Valorisation et financement : les clés du développement

Les sociétés de technologies françaises ont une chance unique en Europe. Elles bénéficient d’un écosystème fertile qui permet l’émergence d’activités prometteuses. En effet, écoles d’ingénieurs et écoles de commerce dont l’excellence des formations est reconnue dans le monde, « produisent » des entrepreneurs hyper qualifiés.

Parallèlement, les universités et leurs laboratoires de recherche de qualité donnent naissance à de nombreuses innovations technologiques. Les entrepreneurs  ont donc tout en main pour se lancer. Reste la question du financement.

Le difficile accès au financement

C’est là que le bât blesse. Les financements dépendent étroitement de la valorisation de l’entreprise. Or, lorsque celle-ci, trop jeune, n’affiche pas encore de comptes de résultats, sa valorisation est délicate. Elle dépend essentiellement de la comparaison avec ses concurrents et de son potentiel de développement. Toutefois, ce ne sont pas les seuls indicateurs observés. Deux tendances impactent ce cercle vertueux du financement.

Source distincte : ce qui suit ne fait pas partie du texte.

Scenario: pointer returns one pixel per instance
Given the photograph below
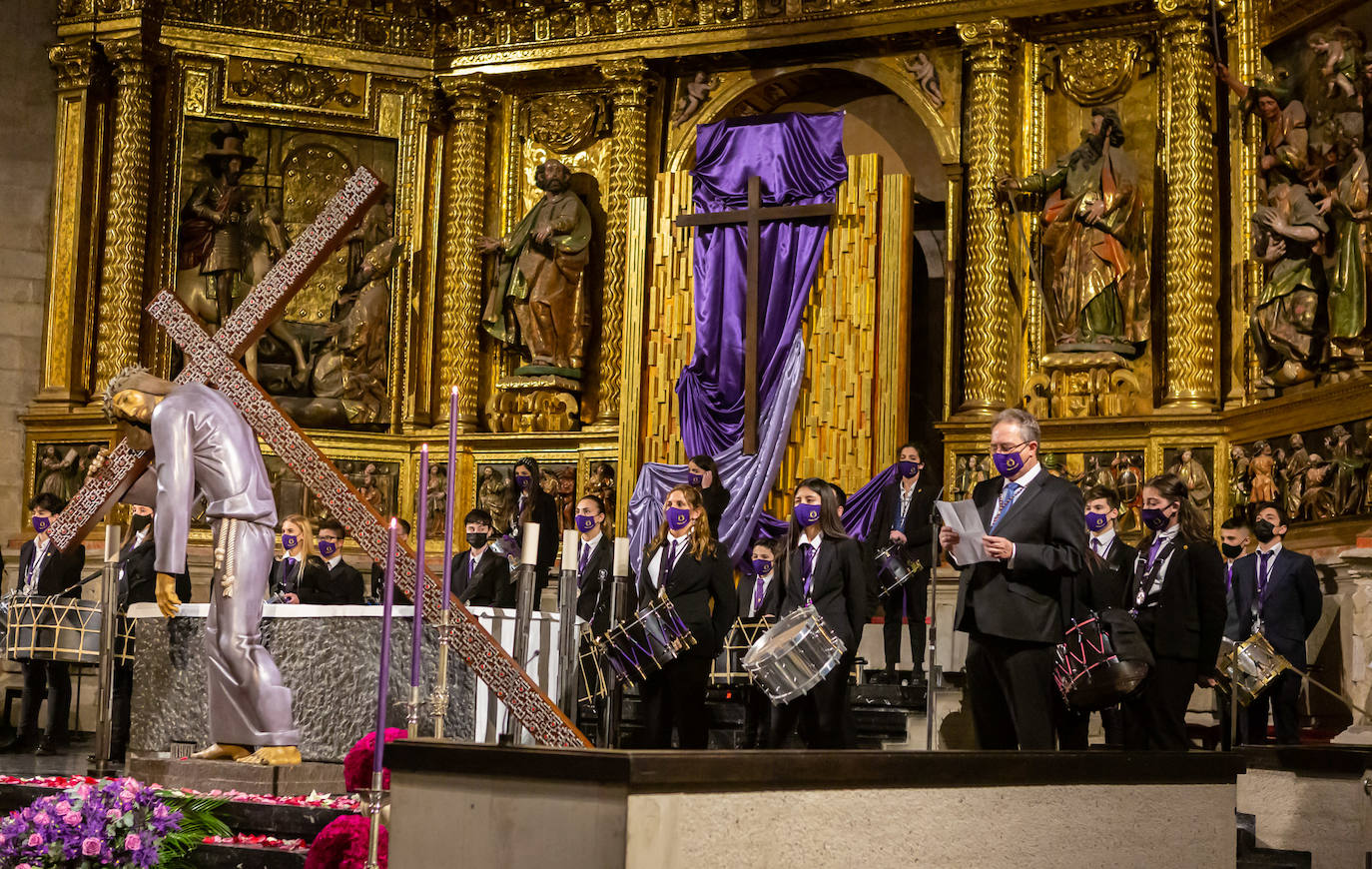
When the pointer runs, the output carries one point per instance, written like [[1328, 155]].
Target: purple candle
[[387, 598], [421, 526], [451, 501]]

L’arrivée massive de capitaux US

La valorisation dépend d’un premier facteur, macro-économique. En effet, les fonds américains, qui disposent de beaucoup d’argent à injecter dans l’économie, arrivent en Europe pour faire leur marché. Or, les valorisations européennes sont encore bien inférieures à celles pratiquées outre-Atlantique et les fonds sont prêts à mettre beaucoup sur la table pour les cibles européennes. Cela entraine donc les valorisations d’entreprises à la hausse. Celles qui sont peu ou mal valorisées sont pénalisées et sortent des radars des investisseurs.

Les entreprises peu ou mal valorisées sortent du radar des investisseurs.

L’ombre des secteurs à la mode

Par ailleurs, un facteur micro-économique entre en jeu. Les entreprises industrielles et les grands groupes s’intéressent de plus en plus à des sous-secteurs qui créent de la valeur. Au sein du secteur internet, le Big Data, les fintechs ou celui des objets connectés sont encore à conquérir. Cela réduit de fait l’accès au financement pour les entreprises qui sont hors du spectre très convoité (pour le moment) et restent sur des marchés de niche moins convoités, donc moins bien valorisés.

Enfin, les fonds, comme les entreprises industrielles, cherchent à investir sur les secteurs émergents, donnant ainsi une valeur abstraite à des idées, sans que l’apport technologique soit valorisé correctement. Parmi eux : le Big Data, les données prédictives sur les clients… Bien qu’ils en soient parfois à leurs balbutiements, ces secteurs font l’objet de spéculations qui font s’envoler les prix.

Ainsi, pour pouvoir attirer les investisseurs, avoir une bonne idée est essentielle. Pour mieux séduire, être positionné sur un marché optimise la valorisation et attire les grands acteurs du private equity et de l’industrie.

Le saviez-vous ?

Selon une étude de Stripe et VB Profiles, 98% des start-ups créées il y a moins de 3 ans en France et qui s’appuient sur un mode de paiement en ligne réalisent déjà un chiffre d’affaires à l’international.